Le concept de “quatrième catégorie de nourriture” est utilisé en tant que prémisse supplémentaire. On constate que les aliments - c’est-à-dire les matières que nous devons ingurgiter pour demeurer en vie -peuvent être classés selon les catégories suivantes: solides, liquides et gazeux. Par ailleurs, comme nous le savons entre autres grâce aux travaux de R. Spitz, le manque de soutien affectif peut avoir des effets extrêmement délétères. C’est pourquoi nous considérons par analogie que les rapports affectifs, le contact humain, forment une “quatrième catégorie de nourriture”. Il en résulte que l’image du monde que l’individu se construit à l’aide de son appareil psychique pour être en mesure de survivre doit inclure un réseau de rapports affectifs “nourrissants”. Ce sont avant tout les connaissances acquises par la thérapie familiale qui montrent que les familles dont sont issus des enfants psychotiques sont dominées par un style existentiel qui se porte en obstacle aux interactions “nourrissantes” (voir par ex., le phénomène du “double-bind" décrit par Bateson).
En nous fondant sur la réflexion décrite ci-dessus, nous formulons l’hypothèse selon laquelle deux conditions doivent être présentes pour que se produise une crise psychotique:
1. le développement de l’appareil psychique a été troublé
2. la situation existentielle dans laquelle se trouve l’individu concerné fait qu’il décompense par rapport à “l’apport en nourriture”.
Nous pensons que dans la psychose, la gestalt “se désintègre”, c’est-à-dire que l’individu n’est plus entièrement en mesure d’établir des rapports entre perception immédiate et gestalt. Dans ce contexte, nous interprétons les perceptions illusoires (hallucinations) comme projections d’un monde intérieur, venant se substituer au contact avec le monde extérieur.
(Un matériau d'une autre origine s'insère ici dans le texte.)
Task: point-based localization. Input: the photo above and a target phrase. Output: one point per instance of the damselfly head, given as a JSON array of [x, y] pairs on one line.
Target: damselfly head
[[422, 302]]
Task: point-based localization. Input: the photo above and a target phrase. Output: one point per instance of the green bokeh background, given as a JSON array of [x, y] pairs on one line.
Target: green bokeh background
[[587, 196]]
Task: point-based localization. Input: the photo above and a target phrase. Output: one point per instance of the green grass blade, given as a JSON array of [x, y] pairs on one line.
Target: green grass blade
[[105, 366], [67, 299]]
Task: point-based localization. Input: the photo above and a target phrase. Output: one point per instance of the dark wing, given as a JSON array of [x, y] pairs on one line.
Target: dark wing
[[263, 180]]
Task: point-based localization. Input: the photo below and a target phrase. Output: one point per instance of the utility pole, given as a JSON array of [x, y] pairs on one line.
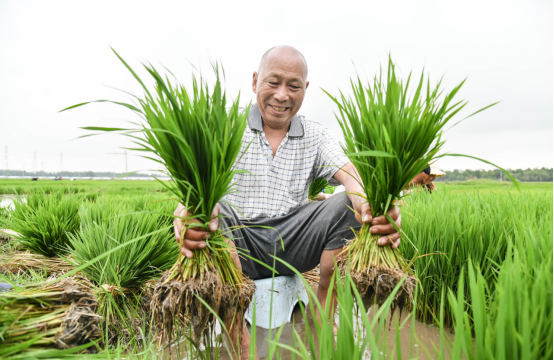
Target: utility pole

En nous référant à l’hypothèse selon laquelle un trouble précoce est intervenu négativement dans le développement de la psyché - perçue en tant qu’appareil d’orientation” - nous formulons le postulat que la psychose représente une décompensation au niveau de l’orientation. Ceci signifie que lorsqu’un individu souffrant de ce type de développement manqué se trouve dans une situation existentielle en soi difficile (la puberté, par ex.), les moyens d’orientation qui lui permettent normalement de compenser ce manque peuvent en venir à décompenser.
En conclusion de l’article, nous présentons quelques réflexions concernant le rôle que nos hypothèses pourraient jouer par rapport à la procédure thérapeutique. Nous constatons qu’elles devraient avoir un certain impact du fait qu’elles permettent d’éviter de considérer comme pathologiques les symptômes présentés par le patient; il s’agit au contraire de rechercher l’origine (saine) de son comportement. De plus, nos hypothèses impliquent la mise en œuvre d’une démarche visant à identifier l’aspect téléologique de la psychose, c’est-à-dire à définir ce qu’indiquent les fantasmes du patient par rapport aux carences cachées dont il souffre et à élaborer des mesures adéquates - dans le sens où elles lui permettront de retrouver son orientation. En saisissant mieux ses fantasmes, nous sommes mieux à même de nous rapprocher de lui, ce qui améliore ses chances de réhabilitation et rend moins probable l’évolution de sa psychose vers une schizophrénie débilitante.